Faith Friday, September 30, 2016
Last time I wrote I was a bit frustrated.
If you read my post about baby Meghan I'm sure you were surprised at the tone. I've been consistently focused on the goodness of God, and acceptance of things we don't understand, for quite some time.
And that's still where I'm at, spiritually. I am in a state of complete acceptance as far as my loss of Beatrix.
Every once in a while, however, the human nature which questions the will of God when terrible things happen, moves me away from the stability of the God Who Sees Me.
We forget that we have no control over events in this world.
We forget the God who tells us, "fear not".
We lean on our own understanding and believe we have better answers than the Creator of the entire universe.
Meghan is doing well. She's preparing to go home, and while the situation has changed drastically for her family, a new sense of normalcy may resume again soon.
Would I have felt so assured in my religious leanings of things had gone differently?
This morning, when I woke up, I added an extra little step to our morning prayers. Before we began, I took my toddler girl's tiny hands in mine, and had her repeat after me: "this is the day the Lord has made, rejoice and be happy."
I'm not talking about memorizing a verse, but beginning the day with the acknowledgement that each day is in the hands of someone who has much more wisdom than I could even conceive of.

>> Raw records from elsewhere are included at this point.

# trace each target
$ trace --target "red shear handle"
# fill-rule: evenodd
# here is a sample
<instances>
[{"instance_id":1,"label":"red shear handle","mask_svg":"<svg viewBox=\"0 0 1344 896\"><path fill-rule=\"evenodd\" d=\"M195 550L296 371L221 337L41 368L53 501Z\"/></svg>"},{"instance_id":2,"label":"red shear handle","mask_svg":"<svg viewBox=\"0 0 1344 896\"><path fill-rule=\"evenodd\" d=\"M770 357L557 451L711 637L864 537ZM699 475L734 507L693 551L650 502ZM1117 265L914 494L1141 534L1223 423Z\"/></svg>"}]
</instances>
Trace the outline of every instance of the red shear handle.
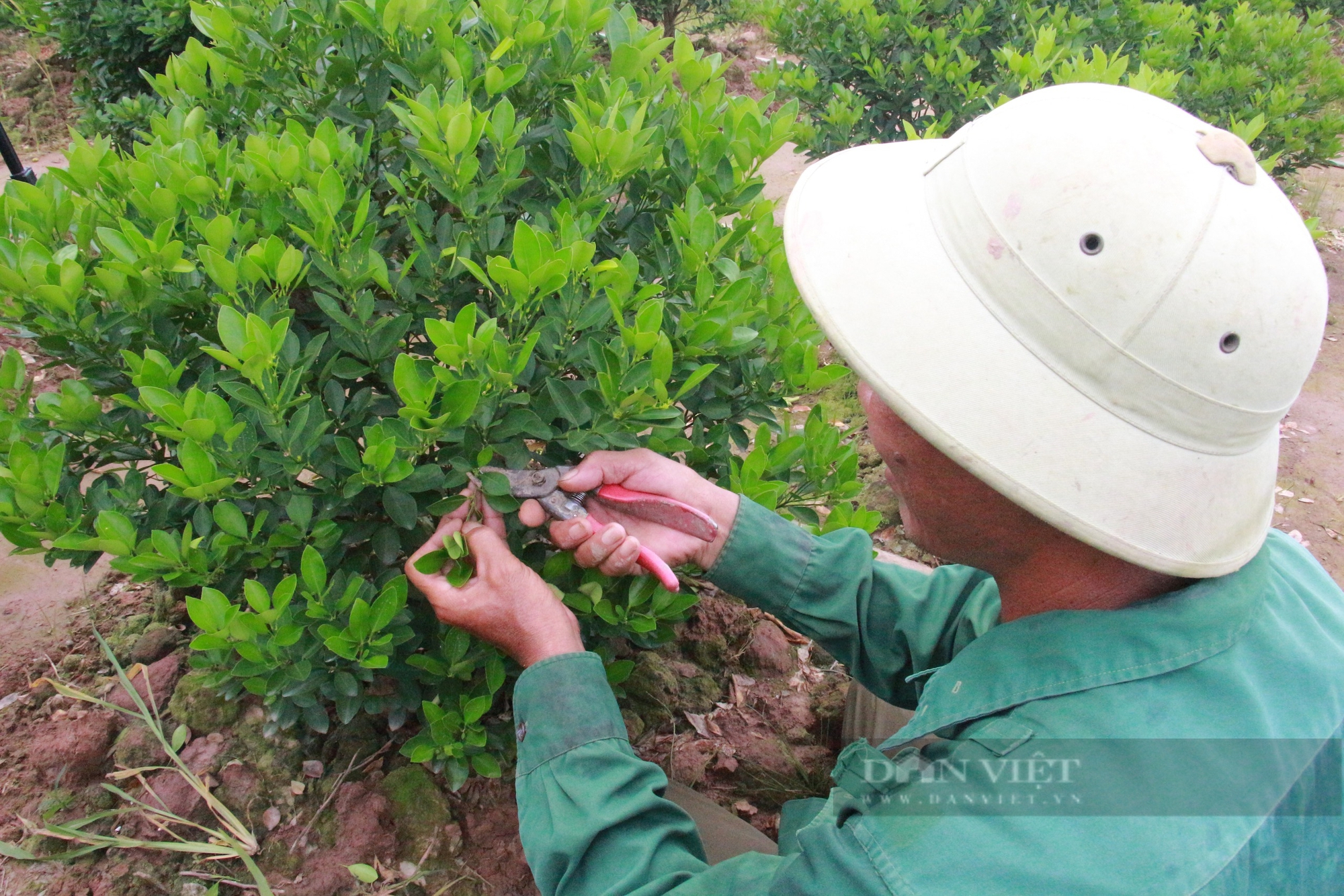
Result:
<instances>
[{"instance_id":1,"label":"red shear handle","mask_svg":"<svg viewBox=\"0 0 1344 896\"><path fill-rule=\"evenodd\" d=\"M663 562L663 557L649 551L642 544L640 545L640 566L652 572L663 583L663 587L676 594L681 590L681 583L676 580L676 574L672 572L672 567Z\"/></svg>"},{"instance_id":2,"label":"red shear handle","mask_svg":"<svg viewBox=\"0 0 1344 896\"><path fill-rule=\"evenodd\" d=\"M633 492L624 485L602 485L594 492L594 497L601 500L603 504L612 505L621 513L628 516L634 516L641 520L648 520L649 523L657 523L665 525L669 529L676 529L677 532L685 532L687 535L694 535L702 541L714 541L714 536L719 533L719 524L714 521L704 510L694 508L689 504L683 504L676 498L669 498L665 494L653 494L650 492ZM648 566L644 562L644 551L640 551L640 566L649 570L660 579L663 574L655 567ZM657 559L657 555L653 555ZM664 570L668 568L661 559L657 560ZM668 570L668 575L672 572ZM673 578L672 582L676 582ZM663 579L663 584L668 580ZM668 586L668 590L675 590Z\"/></svg>"}]
</instances>

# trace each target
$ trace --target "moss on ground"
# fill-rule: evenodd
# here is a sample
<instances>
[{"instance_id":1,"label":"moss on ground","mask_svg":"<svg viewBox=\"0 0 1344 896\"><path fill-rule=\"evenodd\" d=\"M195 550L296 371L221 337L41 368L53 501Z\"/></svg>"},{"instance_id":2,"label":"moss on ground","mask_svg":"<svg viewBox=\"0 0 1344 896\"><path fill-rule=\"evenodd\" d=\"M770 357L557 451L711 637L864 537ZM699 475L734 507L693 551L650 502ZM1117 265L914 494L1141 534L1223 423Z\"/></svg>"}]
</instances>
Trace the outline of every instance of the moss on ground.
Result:
<instances>
[{"instance_id":1,"label":"moss on ground","mask_svg":"<svg viewBox=\"0 0 1344 896\"><path fill-rule=\"evenodd\" d=\"M378 785L392 805L398 860L435 868L448 857L444 826L453 822L448 799L423 766L405 766Z\"/></svg>"},{"instance_id":2,"label":"moss on ground","mask_svg":"<svg viewBox=\"0 0 1344 896\"><path fill-rule=\"evenodd\" d=\"M242 705L237 700L224 700L206 686L206 672L190 672L177 682L168 712L172 717L196 733L219 731L238 720Z\"/></svg>"}]
</instances>

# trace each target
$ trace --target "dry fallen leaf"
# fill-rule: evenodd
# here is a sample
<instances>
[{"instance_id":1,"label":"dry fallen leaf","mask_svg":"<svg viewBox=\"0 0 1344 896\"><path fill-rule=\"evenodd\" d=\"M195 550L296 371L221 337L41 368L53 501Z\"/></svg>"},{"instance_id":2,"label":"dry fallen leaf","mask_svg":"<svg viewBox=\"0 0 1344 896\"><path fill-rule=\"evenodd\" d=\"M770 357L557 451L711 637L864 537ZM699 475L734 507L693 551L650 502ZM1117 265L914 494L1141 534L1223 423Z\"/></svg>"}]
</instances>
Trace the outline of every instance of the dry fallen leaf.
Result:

I want my daughter to know she's held.
I want her to know, no matter what troubles this world brings, she's safe. I want her to wake in the morning with the comprehension that whatever life throws at her, whether it be death of a loved one or financial ruin, she's cared for by a God who clothes the lilies in splendor and knows how many feathers the sparrow has on its wing.
I want her to internalize the idea of God's goodness as a buffer against a world which will toss so many problems her way.
I want her to understand she was created for this moment, whatever this moment is.
My human fears come from a place of great weakness.
My human fears come from feeling a lack of control in the universe.
I don't want my own daughter to walk in fear. I want her to be strong and capable because she is being counted as significant by the One who created the universe that feels so out of control.
I don't want her to ever move away from the stability of the God Who Sees Me, questioning her own moral compass as understood through her faith.
I will give her the knowledge that "this is the day the Lord has made", in hopes that when she faces trials she will not falter. And when she does falter -- she will know that yet again, she is faltering on a day the Lord has made.